# my cat sleeps with me and put his arm around me, LOL!!



## jazzo (Apr 19, 2005)

I'm not kidding!! I think my little guy Sampson thinks he is my boyfriend!!

It will be a year in June that I picked him up from the shelter, and he is even more affectionate than he was at that time.

His latest thing is... I will wake up in the middle of the night, and he is sleeping right next to me with his head on my shoulder, and his arm/paw layed across my chest!!, LOL!! It's the cutest thing!!

This cat, I tell ya, if he wasn't walking around in 4 legs, I'd think he was human!!


----------



## ihave4kitties (Aug 27, 2005)

That is so sweet. I did wake up once to see our Lewis do that to my husband. Winston isn't snuggly during the day at all but at night he is and loves to sleep between us. Sounds like you have quite a snuggle bug.


----------



## estelle58 (Feb 28, 2006)

when we go to bed we have a ritual... Keiko goes under the top blanket of my bed and she goes to sleep beside my legs... during the night she gets out and snuglles right beside me next to my heart... i can't describe the emotions i get when i find her there when i wake up... i guess it's one of the reasons i love her more everyday... :cat


----------



## coaster (Dec 1, 2004)

Putting the arm across is possessive. That means he thinks you're HIS!! :lol:


----------



## zippy96444 (Mar 7, 2006)

estelle58 said:


> when we go to bed we have a ritual... Keiko goes under the top blanket of my bed and she goes to sleep beside my legs... during the night she gets out and snuglles right beside me next to my heart... i can't describe the emotions i get when i find her there when i wake up... i guess it's one of the reasons i love her more everyday... :cat


I feel the same way. My guy has to lay face to face with me at night and have his face on my cheek. (sometimes I wake up because I can't breathe!) His arm is around my neck. I just can't describe the feeling when he does this. Also, not at night , but sometimes when I hold him and he is purring, he will grab my face and nip at it or my chin. It seems like he just feels to darn good he needsf to let me know. He is not doing it for me to let him down, I think it's a feeling of euphoria.


----------



## Omi-san (Feb 28, 2006)

My cat now understand that whenever I'm under the bed sheets, It's because I am about to fall asleep. So she always comes on top of the bed and lie down next to my legs.  

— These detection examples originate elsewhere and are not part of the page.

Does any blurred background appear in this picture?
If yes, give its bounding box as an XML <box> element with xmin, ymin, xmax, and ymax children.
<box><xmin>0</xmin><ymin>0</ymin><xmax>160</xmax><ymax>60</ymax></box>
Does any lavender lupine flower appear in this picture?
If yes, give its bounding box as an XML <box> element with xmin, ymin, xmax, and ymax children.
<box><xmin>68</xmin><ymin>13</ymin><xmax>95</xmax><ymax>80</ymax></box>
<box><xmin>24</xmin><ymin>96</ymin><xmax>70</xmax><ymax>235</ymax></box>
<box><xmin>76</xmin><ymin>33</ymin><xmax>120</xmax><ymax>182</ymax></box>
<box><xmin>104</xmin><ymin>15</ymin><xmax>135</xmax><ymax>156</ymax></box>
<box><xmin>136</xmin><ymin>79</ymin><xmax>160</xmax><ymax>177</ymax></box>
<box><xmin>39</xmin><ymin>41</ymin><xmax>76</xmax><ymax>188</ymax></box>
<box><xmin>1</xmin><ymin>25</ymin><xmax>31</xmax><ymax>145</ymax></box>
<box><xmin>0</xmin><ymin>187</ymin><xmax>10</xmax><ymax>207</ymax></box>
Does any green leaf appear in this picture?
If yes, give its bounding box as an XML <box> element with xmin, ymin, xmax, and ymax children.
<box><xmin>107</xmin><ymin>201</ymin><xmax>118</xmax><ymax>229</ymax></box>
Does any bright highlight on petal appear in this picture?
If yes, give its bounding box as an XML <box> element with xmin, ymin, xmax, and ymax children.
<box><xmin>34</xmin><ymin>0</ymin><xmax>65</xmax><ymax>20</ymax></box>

Now if only she could sleep there for more than 3 hour in a row before feeling playful again... :?


----------



## Emily84 (Apr 5, 2006)

My cat, Meg always puts one paw on me when she is lying next to me. its like she has to be touching me.


----------



## Emskie (Jan 26, 2005)

Yeah, doogie will snuggle up as close as he can get to me and lay on my side/or burrow under my arm so I'm hugging him like a teddy bear. Awful cute, although sometimes annoying b/c he gets so close I'm breathing in hair. He also can't stand it when my fiance and I are hugging/cuddling.. he has to get in between us and be in the middle!
He's my snuggle bug... and a definate mamas boy. :lol:


----------



## AnimalLover05 (Apr 7, 2006)

My male does the same thing! He will climb onto my pillow, put one paw under him and the other around my neck. Then he will start to purr really loud. My boyfriend says it seems as though he is trying to "sing" me to sleep. :?: He does this EVERY night!
Don't ya just love kitties?


----------